11. Le Brevet Unitaire rendra impossible les clarifications nationales de la Convention Européenne des Brevets, comme demandé par de précédents acteurs;
12. Le Brevet Unitaire permettra la bifurcation, qui sépare la procédure de validité de la procédure de contrefaçon (comme en Allemagne), créant un déséquilibre, où le possesseur du brevet dit d’un coté que son brevet est large (contrefaçon), et de l’autre qu’il est étroit (validité). Des injonctions pour stopper des produits du marché sont données, alors que le brevet est déclaré plus tard non valide!

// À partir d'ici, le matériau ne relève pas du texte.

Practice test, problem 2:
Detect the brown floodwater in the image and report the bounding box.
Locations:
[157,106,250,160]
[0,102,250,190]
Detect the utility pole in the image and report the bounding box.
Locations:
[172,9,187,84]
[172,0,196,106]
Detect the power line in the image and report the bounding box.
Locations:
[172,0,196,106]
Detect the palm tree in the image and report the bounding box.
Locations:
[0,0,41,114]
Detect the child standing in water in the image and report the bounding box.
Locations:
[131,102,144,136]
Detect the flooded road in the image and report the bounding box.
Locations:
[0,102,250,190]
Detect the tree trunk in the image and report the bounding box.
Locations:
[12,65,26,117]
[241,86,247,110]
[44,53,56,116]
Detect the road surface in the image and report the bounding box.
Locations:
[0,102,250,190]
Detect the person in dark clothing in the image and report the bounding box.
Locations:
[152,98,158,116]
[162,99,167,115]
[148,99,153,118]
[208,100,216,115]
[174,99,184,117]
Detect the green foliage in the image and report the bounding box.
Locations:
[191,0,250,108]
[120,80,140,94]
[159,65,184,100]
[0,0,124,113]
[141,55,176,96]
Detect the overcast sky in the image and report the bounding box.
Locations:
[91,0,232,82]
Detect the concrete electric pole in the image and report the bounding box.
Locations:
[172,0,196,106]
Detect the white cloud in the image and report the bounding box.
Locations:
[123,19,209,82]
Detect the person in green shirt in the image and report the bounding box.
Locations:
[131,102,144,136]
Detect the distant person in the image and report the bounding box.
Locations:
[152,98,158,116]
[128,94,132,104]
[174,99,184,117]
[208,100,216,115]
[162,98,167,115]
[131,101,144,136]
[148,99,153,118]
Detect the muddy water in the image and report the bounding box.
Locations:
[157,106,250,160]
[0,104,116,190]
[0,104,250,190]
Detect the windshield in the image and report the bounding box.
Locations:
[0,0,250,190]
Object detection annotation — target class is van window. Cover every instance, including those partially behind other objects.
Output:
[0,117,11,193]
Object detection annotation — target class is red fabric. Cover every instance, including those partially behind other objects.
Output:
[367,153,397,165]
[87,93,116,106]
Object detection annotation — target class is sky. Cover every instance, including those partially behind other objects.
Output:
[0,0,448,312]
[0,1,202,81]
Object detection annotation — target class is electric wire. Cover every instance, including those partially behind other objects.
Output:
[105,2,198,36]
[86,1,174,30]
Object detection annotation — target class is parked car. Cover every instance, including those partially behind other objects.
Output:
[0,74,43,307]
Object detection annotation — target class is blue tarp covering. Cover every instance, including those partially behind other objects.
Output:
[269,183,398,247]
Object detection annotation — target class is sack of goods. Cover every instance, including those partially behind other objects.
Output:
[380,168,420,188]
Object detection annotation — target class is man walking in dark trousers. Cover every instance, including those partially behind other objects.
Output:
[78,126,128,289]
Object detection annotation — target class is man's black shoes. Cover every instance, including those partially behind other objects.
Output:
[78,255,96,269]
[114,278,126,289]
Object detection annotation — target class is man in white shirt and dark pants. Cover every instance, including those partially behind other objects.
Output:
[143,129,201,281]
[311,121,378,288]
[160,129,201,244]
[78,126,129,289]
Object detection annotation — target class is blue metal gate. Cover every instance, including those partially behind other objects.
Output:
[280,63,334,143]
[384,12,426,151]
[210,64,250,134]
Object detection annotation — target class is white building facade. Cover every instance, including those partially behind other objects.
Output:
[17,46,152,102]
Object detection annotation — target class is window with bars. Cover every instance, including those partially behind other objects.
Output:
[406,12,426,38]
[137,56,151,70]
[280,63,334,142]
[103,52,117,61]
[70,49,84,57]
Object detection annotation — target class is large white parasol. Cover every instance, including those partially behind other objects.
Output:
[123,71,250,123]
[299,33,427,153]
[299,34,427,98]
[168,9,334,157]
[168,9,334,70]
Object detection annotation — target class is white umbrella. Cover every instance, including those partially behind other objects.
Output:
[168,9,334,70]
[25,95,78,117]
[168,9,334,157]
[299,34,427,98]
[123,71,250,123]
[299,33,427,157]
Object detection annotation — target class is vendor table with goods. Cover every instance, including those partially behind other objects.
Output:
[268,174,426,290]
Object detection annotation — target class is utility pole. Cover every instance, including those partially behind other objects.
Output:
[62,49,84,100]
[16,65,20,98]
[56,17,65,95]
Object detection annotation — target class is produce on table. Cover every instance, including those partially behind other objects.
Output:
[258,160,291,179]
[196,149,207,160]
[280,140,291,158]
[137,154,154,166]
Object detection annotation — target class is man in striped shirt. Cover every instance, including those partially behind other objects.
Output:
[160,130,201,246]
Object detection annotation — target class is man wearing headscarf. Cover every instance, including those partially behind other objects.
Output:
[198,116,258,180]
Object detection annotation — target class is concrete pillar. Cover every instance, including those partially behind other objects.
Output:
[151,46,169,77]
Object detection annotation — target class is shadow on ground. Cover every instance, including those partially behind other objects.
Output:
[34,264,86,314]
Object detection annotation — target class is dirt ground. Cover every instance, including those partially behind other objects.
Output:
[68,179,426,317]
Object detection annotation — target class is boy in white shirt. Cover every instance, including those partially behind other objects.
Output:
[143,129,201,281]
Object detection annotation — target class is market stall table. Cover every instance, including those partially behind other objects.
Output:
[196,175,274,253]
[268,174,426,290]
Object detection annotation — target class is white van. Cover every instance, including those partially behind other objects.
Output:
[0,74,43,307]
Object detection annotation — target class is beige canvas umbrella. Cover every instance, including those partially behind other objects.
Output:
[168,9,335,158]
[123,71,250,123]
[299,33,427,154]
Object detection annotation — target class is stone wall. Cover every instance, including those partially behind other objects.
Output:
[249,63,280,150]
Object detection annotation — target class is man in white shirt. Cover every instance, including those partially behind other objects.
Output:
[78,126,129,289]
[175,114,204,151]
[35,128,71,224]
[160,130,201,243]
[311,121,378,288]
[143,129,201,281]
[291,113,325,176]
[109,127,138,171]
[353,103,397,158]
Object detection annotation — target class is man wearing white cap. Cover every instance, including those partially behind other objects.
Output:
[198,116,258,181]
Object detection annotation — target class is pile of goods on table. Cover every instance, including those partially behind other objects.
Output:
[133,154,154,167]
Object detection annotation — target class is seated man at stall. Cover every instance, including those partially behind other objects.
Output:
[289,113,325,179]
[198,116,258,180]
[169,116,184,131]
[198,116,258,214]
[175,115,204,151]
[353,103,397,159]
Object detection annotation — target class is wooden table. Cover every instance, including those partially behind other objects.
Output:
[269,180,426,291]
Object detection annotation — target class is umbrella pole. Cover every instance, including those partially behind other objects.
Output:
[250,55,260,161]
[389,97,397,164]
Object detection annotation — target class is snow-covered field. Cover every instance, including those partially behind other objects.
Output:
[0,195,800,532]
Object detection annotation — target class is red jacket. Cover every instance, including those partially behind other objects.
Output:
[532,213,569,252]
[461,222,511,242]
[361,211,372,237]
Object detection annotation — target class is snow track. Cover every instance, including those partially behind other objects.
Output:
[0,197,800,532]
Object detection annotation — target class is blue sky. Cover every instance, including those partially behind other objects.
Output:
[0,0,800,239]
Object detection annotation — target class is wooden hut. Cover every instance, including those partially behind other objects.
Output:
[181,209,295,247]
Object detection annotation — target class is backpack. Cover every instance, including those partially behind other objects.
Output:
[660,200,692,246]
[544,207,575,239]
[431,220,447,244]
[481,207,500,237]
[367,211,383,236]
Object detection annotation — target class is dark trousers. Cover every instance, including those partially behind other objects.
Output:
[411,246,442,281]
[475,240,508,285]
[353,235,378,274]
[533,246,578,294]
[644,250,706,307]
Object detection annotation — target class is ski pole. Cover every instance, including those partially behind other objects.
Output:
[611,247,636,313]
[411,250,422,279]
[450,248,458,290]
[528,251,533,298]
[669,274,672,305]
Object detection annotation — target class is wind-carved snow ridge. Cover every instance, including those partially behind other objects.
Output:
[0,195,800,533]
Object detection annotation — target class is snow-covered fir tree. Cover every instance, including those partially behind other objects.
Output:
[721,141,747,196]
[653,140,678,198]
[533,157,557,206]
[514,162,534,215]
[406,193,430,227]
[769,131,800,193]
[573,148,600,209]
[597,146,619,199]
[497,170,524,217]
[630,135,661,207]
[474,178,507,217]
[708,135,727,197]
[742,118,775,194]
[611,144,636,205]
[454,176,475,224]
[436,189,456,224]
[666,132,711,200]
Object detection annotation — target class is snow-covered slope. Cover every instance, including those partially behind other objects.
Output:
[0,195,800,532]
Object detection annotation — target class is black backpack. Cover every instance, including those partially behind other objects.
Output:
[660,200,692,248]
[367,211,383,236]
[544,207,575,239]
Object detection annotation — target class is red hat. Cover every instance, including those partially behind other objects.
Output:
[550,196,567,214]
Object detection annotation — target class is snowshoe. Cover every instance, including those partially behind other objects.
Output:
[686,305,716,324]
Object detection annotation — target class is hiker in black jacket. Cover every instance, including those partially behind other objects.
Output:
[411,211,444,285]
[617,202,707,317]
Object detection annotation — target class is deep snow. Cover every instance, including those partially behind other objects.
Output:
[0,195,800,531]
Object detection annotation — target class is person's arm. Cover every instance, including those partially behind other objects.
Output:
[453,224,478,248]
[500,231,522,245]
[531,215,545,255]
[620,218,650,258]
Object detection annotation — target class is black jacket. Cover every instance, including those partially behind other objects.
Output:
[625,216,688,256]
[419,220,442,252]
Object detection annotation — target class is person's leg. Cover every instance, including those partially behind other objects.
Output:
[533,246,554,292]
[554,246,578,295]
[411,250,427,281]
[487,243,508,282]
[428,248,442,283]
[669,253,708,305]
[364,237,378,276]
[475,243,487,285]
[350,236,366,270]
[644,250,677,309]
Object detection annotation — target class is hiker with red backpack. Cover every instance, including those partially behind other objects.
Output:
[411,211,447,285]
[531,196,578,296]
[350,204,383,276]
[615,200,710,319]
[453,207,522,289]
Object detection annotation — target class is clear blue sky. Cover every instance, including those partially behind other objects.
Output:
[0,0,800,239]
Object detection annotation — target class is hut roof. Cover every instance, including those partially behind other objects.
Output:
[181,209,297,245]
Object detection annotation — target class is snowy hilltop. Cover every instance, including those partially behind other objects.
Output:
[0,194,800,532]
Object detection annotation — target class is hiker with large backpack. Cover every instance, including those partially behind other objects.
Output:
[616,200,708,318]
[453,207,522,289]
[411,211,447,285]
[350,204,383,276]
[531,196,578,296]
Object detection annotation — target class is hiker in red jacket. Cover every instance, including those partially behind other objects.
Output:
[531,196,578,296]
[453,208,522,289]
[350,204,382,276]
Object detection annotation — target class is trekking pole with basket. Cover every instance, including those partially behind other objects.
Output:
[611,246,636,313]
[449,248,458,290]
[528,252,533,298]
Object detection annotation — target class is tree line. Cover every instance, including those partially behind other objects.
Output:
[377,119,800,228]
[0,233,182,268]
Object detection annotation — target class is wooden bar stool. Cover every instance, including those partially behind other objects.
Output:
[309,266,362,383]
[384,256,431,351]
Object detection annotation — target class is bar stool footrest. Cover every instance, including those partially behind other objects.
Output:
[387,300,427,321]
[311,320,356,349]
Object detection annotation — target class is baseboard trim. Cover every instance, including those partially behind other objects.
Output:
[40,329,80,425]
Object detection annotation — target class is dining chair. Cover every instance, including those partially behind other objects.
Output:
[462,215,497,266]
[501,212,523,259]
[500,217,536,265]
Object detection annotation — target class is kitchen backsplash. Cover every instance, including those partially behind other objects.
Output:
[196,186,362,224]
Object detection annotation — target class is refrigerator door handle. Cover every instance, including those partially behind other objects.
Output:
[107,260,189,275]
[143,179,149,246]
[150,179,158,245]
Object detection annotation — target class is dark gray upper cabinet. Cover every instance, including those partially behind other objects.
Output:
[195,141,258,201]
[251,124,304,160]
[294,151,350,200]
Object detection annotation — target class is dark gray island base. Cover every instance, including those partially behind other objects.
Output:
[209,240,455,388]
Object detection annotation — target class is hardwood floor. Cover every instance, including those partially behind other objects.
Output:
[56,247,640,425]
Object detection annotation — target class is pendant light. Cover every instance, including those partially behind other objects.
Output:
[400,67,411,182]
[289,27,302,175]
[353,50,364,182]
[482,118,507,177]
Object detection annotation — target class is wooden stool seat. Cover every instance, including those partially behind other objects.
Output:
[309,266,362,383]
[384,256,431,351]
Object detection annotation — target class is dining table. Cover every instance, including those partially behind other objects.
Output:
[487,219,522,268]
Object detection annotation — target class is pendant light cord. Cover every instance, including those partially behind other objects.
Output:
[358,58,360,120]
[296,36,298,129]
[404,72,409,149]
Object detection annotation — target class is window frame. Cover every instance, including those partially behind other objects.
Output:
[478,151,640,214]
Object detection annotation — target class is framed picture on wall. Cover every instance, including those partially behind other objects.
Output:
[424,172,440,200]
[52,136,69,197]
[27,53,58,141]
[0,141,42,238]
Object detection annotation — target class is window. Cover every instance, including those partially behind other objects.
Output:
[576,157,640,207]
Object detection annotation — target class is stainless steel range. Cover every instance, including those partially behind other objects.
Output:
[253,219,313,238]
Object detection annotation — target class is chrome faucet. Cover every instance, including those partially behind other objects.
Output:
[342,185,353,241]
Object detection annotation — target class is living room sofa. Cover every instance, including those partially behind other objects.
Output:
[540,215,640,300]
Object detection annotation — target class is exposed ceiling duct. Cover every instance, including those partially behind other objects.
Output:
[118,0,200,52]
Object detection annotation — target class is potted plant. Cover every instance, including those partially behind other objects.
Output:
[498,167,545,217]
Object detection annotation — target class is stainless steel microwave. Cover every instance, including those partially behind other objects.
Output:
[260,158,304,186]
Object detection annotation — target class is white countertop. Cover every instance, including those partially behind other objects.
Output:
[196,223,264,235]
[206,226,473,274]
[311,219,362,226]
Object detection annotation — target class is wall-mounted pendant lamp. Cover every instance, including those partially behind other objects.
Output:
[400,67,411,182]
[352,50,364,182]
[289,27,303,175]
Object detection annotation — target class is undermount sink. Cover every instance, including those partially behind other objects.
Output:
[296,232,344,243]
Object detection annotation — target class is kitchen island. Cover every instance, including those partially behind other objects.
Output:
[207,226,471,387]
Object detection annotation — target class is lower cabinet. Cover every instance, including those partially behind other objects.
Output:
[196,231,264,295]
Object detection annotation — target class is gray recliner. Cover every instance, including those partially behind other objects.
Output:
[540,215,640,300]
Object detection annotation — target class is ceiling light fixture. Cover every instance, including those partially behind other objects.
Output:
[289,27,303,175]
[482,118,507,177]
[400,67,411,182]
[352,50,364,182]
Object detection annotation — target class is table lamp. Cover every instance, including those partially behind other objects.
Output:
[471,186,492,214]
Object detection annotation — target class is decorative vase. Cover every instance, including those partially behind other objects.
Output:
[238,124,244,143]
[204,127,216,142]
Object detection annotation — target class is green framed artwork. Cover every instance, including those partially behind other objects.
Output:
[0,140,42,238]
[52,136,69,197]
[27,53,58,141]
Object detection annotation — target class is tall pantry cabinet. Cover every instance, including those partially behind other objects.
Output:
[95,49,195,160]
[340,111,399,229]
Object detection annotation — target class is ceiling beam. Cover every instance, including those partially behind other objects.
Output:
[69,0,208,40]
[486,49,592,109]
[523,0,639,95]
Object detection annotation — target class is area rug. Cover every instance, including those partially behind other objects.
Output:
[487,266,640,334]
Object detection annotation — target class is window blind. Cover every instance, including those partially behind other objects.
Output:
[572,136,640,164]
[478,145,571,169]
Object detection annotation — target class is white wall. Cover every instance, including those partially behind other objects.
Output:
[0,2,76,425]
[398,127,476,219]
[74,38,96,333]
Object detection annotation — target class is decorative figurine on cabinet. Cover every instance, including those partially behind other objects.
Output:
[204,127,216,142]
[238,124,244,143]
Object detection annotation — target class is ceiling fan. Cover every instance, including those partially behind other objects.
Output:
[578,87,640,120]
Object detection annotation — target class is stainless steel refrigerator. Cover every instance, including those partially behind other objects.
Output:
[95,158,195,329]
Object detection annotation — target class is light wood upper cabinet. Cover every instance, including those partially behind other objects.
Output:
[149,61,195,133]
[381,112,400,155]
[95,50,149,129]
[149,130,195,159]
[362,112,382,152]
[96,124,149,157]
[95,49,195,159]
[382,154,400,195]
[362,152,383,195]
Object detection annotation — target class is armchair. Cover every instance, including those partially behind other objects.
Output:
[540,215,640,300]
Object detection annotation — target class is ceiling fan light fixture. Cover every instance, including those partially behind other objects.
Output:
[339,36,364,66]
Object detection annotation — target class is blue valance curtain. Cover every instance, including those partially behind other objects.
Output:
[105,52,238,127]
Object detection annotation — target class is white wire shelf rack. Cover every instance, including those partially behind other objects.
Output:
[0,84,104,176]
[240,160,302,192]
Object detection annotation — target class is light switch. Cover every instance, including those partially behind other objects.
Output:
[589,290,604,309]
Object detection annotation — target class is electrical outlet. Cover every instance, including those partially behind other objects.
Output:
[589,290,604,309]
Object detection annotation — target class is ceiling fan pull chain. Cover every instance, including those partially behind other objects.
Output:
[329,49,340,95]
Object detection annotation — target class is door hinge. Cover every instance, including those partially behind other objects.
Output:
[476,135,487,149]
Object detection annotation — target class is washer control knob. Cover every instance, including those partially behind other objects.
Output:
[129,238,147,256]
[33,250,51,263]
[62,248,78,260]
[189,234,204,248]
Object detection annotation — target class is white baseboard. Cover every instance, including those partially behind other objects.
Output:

13. Le Brevet Unitaire est une prise de pouvoir de la communauté des brevets, car les juges seront élus dans cette communauté. Le droit des brevets sera déséquilibré par rapport à d’autres parties du droit, et aucune Cour Suprême ni la Cour Européenne de Justice (CJEU) ne pourra intervenir dans le droit des brevets afin de corriger leurs pratiques déviantes, comme cela se passe depuis une dizaine d’années aux Etats-Unis où la Cour Suprème américaine (SCOTUS) mène un match avec un score de 22:7 contre la Cour Spécialisée en Brevets (CAFC). Le droit des brevets évoluera dans sa propre bulle ou avec une ‘vision myope de la loi’:
“La loi des brevets ne vit pas dans l’isolement et le silence d’un monastère trappiste. Elle fait partie d’un ensemble de lois. Elle exerce son ministère sur un système de monopoles au sein d’un système concurrentiel plus vaste”
— (Rifkind, 1951)
14. Il faut réécrire le projet du Brevet Unitaire afin de l’intégrer dans les structures de l’Union Européenne, et de migrer l’institution non démocratique de l’Office Européen des Brevets (OEB) dans une agence de l’Union Européenne, sous la compétence unique du Parlement Européen. L’OEB est une organisation internationale qui abuse de son immunité diplomatique, et qui ne peut être poursuivie pour mauvaise administration (“rule of law”).